Playing the Long Game

Playing the Long Game

We need to start rethinking the way we approach work and life based on new evidence that’s surfaced on future, human longevity.

Research on aging, out of Singularity University, founded by Ray Kurzweil and Peter Diamandis, for example, documented that on average for every additional year of aging, people living in First World countries are extending their life expectancy by 3 months.

And what’s most amazing is that by 2030, for every year we are alive, we’ll be extending our life expectancy by an additional year! These unprecedented life expectancy rates are due in large part to the exponential growth trend in science and medicine.

This means, for example, a person who is 30-years-old today, typically can expect to see his 80th birthday. That same 30-year-old will be 42 in 2030, which means he’ll have roughly 40 more additional years of life expectancy, thus living 120 years.

Consequently, we’ll need to rethink how people live and plan their lives. Naturally, they won’t age in the same way they do in today’s world; indeed, as medical science continues to reduce the aging process people will maintain their current state of vitality, even as they age. That means in the near future, 90 will be the new 60.

What does this mean for our lives? Should we reshape the way we think about work, retirement, and, most importantly, life goals?

How different would your life look if you knew that you’ll not only live for 120 years but live most of those years productively, with mental clarity and physical vitality?

What would you do if you had a 50-year-time-horizon to accomplish your goals? (If you’re struggling to think how long 5 decades is, just remember that Uber and Instagram have been around for less than one decade, Facebook and Google two decades, Apple and Microsoft just four decades.)

Playing the Long Game

In short, five decades is a long damn time, especially in the age of technology. Therefore, people in their 50s and 60s should stop thinking they’re nearing the endgame: instead of just 5 minutes left in the 4th quarter, it’s halftime with plenty of game time left to be played. Whether you’re 30 or 60, how does that mindset shift change the way you look at life?

Too many of us are far too shortsighted. We’re preoccupied with having everything now. Two years seems like a long time to wait to build something of value. Going all-in on a passion that will take a decade to manifest seems daunting for most. I’d like to start challenging that assumption and help people realize that it’s a small investment to make when they’re going to reap the benefits for decades to come.

For those of you who are working a job you dislike and have a passion that you want to pursue or a message you want to share with the world, realize that you have much more time than you think. For some, this could be a double-edged sword, because the ramifications of working a job you hate and not pursuing your dreams is seriously dramatized when you think you’re going to live 50% longer than you expected.

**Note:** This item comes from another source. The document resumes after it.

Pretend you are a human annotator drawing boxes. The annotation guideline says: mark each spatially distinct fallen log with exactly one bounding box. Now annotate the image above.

With this new world that we’re entering, it’s even more important now than ever to work in jobs that we love. Retirement shouldn’t be the goal—what the heck else are you going to do for 50 years?—rather, the goal should be to find a passion that you’re living out each and every day. It’s to be excited to get up and want to live and be productive as long as possible, because we love what we’re spending our time doing.

It’s time to start playing the long game, because we have more time than we think.